Far more important than struggling to preserve a system that was beneficial to a few instead of many. “We may be, literally, out of a phase where a rock star lives in a castle and does cocaine out a thousand-dollar bill before lighting it fire,” Rae-Hunter says. “That actually might be over.”

Few are arguing that that’s a bad thing, but there is also a lot of anxiety about what that phase is being replaced with. Rae-Hunter and the rest of the FMC are guardedly optimistic about what lies ahead. “Policy makers now understand that it’s important to consider not handing over the biggest communications platform in the history of mankind to, like, three companies,” he says of net neutrality. And even though the last significant update to copyright, the Digital Millennium Copyright Act, happened “eons ago, in tech time,” Rae-Hunter feels that most of its framework remains viable.

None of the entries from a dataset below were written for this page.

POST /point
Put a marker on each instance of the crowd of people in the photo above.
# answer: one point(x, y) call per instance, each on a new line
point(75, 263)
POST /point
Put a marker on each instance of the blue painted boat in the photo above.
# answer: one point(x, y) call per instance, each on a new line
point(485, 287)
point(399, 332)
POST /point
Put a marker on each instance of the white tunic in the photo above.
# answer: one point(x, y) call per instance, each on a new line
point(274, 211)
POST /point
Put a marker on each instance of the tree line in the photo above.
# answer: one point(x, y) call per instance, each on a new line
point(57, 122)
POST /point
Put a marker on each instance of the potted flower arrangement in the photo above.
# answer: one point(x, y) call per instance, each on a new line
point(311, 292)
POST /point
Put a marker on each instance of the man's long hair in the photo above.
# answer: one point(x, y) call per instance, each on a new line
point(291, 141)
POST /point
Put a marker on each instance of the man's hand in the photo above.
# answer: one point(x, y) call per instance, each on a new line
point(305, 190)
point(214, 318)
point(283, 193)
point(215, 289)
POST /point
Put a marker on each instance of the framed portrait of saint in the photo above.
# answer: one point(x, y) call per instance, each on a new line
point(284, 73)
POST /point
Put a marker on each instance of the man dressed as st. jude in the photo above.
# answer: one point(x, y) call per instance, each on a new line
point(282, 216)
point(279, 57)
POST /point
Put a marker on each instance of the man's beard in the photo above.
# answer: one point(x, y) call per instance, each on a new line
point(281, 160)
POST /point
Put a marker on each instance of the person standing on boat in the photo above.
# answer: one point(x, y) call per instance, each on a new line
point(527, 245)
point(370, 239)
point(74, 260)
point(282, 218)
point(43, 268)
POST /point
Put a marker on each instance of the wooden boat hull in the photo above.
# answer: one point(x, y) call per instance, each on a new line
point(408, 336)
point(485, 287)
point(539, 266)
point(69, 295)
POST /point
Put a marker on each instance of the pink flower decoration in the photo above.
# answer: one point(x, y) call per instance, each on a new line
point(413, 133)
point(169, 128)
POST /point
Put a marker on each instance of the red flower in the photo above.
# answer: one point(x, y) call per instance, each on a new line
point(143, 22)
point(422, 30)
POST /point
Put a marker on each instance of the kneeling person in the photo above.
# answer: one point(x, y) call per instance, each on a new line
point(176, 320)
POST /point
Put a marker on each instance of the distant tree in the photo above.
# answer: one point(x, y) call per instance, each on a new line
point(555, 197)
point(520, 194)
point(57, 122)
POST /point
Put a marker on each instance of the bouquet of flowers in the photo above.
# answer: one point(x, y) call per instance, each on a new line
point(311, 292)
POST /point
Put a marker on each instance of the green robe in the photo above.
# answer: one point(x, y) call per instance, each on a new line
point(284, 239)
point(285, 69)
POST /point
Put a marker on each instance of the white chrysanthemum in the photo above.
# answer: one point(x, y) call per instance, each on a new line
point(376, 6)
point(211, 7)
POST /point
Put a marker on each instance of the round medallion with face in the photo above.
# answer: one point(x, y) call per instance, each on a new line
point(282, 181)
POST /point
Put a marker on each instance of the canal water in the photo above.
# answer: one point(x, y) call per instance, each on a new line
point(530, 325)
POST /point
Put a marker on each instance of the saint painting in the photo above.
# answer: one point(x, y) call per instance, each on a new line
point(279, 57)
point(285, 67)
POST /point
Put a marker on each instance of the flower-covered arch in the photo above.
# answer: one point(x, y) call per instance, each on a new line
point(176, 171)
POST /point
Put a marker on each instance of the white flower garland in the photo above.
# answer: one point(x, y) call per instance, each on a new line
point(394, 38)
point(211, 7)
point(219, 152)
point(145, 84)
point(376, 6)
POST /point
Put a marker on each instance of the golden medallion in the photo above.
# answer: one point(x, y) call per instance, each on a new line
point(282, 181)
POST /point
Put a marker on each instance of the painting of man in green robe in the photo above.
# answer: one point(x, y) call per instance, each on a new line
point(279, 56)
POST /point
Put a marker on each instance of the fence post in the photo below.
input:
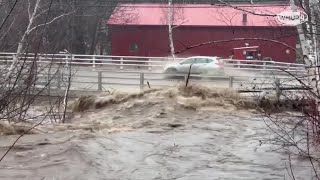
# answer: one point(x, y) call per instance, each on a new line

And as arguments rage over valuation and monetization of digital music, the FMC would just like whatever framework is devised to contain three simple features. “‘Does it pay creators, can they make a living, and do they have reasonable access to their fans in a way that they don’t have to enter into these onerous kinds of conditions?’ If we can say yes to those things,” Rae-Hunter says, “then I think that by virtue of pulling in that direction we’ll fix the other [issues].”

Next Sunday, we can all tune in and figure out how to get there together.